On pourrait croire que la notion est un marqueur typique du discours d’extrême droite. Pourtant, elle est utilisée à la fois par des intellectuels ou des partis ouvertement racistes et par des organisations antiracistes. L’usage de la notion de racisme antiblanc correspond à une inversion de la relation de domination raciale, typique du mode de pensée réactionnaire : dans le monde occidental et sur la planète en général, les Blancs seraient en position subalterne (ou en voie de l’être) face aux non-Blancs qui développeraient une idéologie et des pratiques racistes à leur encontre. Cette vision du monde est théorisée par l’intellectuel fasciste français Christophe Picard (alias Henri de Fersan), qui publie Le racisme antifrançais (éditions de l’Æncre, 1997), Le racisme antifrançais et antichrétien (1998) et L’imposture antiraciste (2001). Ce n’est donc pas un hasard si, le 15 aout 1998, dans son discours de clôture de l’université d’été du Front national, Jean-Marie Le Pen dénonce les « droits-de‑l’hommistes » et les organisations antiracistes : « l’antiracisme, instrument politique d’aujourd’hui, comme le fut l’antifascisme avant guerre, n’est pas un non-racisme ; c’est un racisme inversé, un racisme antifrançais, antiblancs, antichrétiens ». Créée en 1984 dans le giron du Front national, l’Alliance générale contre le racisme et pour le respect de l’identité française et chrétienne (Agrif) milite pour la reconnaissance du racisme antiblanc par les tribunaux français.

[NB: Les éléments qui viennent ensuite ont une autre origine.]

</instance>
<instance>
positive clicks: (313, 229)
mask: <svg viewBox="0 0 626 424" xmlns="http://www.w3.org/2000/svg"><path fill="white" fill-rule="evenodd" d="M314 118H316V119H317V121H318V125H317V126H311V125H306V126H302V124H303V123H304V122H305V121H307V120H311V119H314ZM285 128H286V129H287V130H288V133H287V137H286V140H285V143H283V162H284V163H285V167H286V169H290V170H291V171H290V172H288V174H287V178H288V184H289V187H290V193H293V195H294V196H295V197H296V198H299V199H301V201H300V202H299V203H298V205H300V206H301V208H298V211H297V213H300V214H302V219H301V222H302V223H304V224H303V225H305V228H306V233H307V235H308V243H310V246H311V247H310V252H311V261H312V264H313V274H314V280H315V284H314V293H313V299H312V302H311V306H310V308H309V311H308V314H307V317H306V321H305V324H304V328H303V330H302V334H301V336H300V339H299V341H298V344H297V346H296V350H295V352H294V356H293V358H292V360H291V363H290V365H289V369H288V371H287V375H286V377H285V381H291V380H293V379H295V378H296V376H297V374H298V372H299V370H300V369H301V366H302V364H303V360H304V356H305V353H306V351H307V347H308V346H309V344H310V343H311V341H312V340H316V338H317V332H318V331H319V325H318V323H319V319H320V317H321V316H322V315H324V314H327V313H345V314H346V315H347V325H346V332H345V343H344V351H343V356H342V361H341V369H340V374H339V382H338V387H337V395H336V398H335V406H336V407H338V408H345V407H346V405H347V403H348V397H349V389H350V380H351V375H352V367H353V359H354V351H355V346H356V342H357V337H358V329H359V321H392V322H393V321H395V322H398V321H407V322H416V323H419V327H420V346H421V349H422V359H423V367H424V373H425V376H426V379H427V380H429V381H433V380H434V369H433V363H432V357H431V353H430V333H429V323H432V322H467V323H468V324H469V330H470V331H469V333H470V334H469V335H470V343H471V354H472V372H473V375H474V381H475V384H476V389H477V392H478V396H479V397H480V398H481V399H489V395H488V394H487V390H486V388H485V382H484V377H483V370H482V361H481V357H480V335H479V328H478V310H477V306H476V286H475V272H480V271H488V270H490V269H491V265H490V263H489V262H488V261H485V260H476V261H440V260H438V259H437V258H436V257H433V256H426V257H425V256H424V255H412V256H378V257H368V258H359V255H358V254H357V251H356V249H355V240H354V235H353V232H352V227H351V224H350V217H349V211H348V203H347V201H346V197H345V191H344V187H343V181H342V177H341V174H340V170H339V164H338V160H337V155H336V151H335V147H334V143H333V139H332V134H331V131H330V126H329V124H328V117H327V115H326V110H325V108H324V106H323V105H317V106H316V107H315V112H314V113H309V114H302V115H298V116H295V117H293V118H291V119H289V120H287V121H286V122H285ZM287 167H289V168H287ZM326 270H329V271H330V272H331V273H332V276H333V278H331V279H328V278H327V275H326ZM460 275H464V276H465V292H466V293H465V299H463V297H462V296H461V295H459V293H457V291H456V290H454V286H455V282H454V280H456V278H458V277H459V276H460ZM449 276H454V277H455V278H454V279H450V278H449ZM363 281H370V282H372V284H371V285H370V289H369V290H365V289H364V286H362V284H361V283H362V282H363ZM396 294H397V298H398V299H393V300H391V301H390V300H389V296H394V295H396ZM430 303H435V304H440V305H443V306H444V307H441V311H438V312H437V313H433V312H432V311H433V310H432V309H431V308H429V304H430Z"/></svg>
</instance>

Pourtant, l’usage de la notion n’est pas réservé à l’extrême droite. Certaines organisations antiracistes comme le Mouvement contre le racisme et pour l’amitié entre les peuples (MRAP) qui, lors de son congrès des 30 mars et 1er avril 2012, adopte un texte ayant fait polémique : « Promouvoir des identités artificielles et “uniques”, qu’elles soient nationales, religieuses, ethniques ou raciales, conduit inéluctablement au racisme. Ces enfermements identitaires émanent des groupes dominants, mais se reproduisent dans les groupes dominés : le racisme antiblanc en représente un avatar. Le MRAP le condamne à ce titre d’autant plus qu’il apporte une inacceptable et dangereuse non-réponse aux méfaits et aux séquelles de la colonisation.» De même, la Ligue internationale contre le racisme et l’antisémitisme (Licra) se félicite du jugement de la cour d’Appel de Lyon du 29 mars 2016 qui condamne un homme à trois mois de prison ferme pour injures à caractère racial (« sale Français, sale blanc »), proférées lors d’une altercation dans un train Mâcon-Lyon le 9 juin 2014.

Comment expliquer l’apparent paradoxe de l’usage partagé d’une même notion par des organisations et des antiracistes ? Il n’est pas inutile de revenir sur les différents usages de la notion de racisme antiblanc (et de racisme antifrançais) depuis les années 1950 en posant quelques questions élémentaires : qui l’utilise, quand et pourquoi ? Cette rapide généalogie révèle non seulement le flou de la notion, rarement définie, qui contredit la définition du racisme du point de vue des sciences sociales, mais aussi le principal enjeu de ses usages : dépolitiser la question raciale et inverser symboliquement une relation de domination raciale matérielle afin de disqualifier celles et ceux qui contestent l’ordre racial dominé historiquement par les Blancs.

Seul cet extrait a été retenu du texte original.